À 10 h tapantes, c'est le concert de cornes de brume venu des bateaux mouillant à proximité qui vient alourdir l'atmosphère déjà pesante de la cérémonie. Témoignage aussi sincère que sensible de l'ensemble du monde maritime à un grand capitaine d'industrie. "Grand capitaine d'industrie", c'est précisément la formule employée par Pierre-Laurent, au service de l'entreprise depuis 15 ans, qui gardera de Jacques Saadé "l'image d'un visionnaire qui a su anticiper des choix stratégiques pour le développement de la société, comme l'ouverture vers la Chine et l'Asie." Puis le ballet des voitures dans lesquelles se trouvaient la famille et les proches est venu faire un dernier tour d'honneur devant les salariés.

Ce défilé a été salué spontanément par une longue salve d'applaudissements ininterrompus.
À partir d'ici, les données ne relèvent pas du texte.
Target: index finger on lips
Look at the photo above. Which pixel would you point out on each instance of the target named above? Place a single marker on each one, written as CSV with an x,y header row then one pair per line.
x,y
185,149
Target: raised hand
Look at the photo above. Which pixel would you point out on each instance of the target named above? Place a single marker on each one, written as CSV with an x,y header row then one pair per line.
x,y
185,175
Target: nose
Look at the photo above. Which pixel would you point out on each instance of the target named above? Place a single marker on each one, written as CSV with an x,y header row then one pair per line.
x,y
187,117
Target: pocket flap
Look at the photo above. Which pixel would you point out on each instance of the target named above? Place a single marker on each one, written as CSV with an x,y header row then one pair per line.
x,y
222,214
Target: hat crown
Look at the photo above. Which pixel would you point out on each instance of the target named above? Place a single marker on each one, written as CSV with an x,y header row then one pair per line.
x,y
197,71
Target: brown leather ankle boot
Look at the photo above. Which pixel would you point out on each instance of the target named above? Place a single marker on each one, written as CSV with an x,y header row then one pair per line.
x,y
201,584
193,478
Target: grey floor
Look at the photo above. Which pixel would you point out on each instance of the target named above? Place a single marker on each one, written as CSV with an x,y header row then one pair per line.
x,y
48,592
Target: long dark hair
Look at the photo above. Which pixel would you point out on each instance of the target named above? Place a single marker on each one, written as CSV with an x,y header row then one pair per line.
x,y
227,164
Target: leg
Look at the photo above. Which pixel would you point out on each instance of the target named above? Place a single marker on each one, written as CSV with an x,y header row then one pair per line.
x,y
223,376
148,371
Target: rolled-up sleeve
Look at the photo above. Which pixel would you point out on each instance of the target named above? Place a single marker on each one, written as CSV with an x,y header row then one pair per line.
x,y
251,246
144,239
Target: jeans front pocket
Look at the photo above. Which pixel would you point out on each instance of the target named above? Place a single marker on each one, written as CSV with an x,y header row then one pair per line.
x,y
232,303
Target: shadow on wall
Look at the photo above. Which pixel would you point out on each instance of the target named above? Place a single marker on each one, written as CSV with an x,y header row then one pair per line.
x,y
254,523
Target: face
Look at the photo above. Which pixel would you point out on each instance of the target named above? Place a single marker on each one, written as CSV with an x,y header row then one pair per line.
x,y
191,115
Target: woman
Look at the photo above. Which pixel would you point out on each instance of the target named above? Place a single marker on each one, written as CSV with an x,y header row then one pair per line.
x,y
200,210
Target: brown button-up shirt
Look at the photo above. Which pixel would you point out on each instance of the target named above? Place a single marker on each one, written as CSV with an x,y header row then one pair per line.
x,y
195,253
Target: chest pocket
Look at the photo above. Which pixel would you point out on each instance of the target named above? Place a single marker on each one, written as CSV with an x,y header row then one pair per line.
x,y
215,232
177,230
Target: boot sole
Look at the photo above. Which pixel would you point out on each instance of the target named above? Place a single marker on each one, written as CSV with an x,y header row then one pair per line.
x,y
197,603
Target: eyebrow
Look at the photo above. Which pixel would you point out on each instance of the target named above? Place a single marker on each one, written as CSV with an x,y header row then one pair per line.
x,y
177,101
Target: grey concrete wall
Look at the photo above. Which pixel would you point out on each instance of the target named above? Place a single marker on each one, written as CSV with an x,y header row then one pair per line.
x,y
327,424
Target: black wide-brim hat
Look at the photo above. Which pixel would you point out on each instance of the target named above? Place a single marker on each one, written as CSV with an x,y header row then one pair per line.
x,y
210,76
On a vu aussi l'un des enfants Saadé, celui que son père appelait affectueusement "Junior" descendre de l'un des véhicules pour venir saluer quelques-unes des personnes rassemblées devant l'entrée principale. Florent, costume gris et carrure massive, qui travaille depuis 20 ans au service de la CMA CGM dans le secteur de la logistique, est resté un peu à l'écart pendant le rassemblement. Sans pour autant rester indifférent aux images qui défilaient sous ses yeux : "Quand on voit ce genre de choses, on se dit que l'on est quand même fier d'appartenir à une telle entreprise et de partager cette belle aventure. C'est un gros atout pour Marseille, même si tout le monde n'en est pas toujours conscient." À 10 h 30 comme prévu, le cortège officiel a pris la route de La Major pour la cérémonie religieuse.Sur le parvis de la CMA CGM, l'émotion était toujours palpable.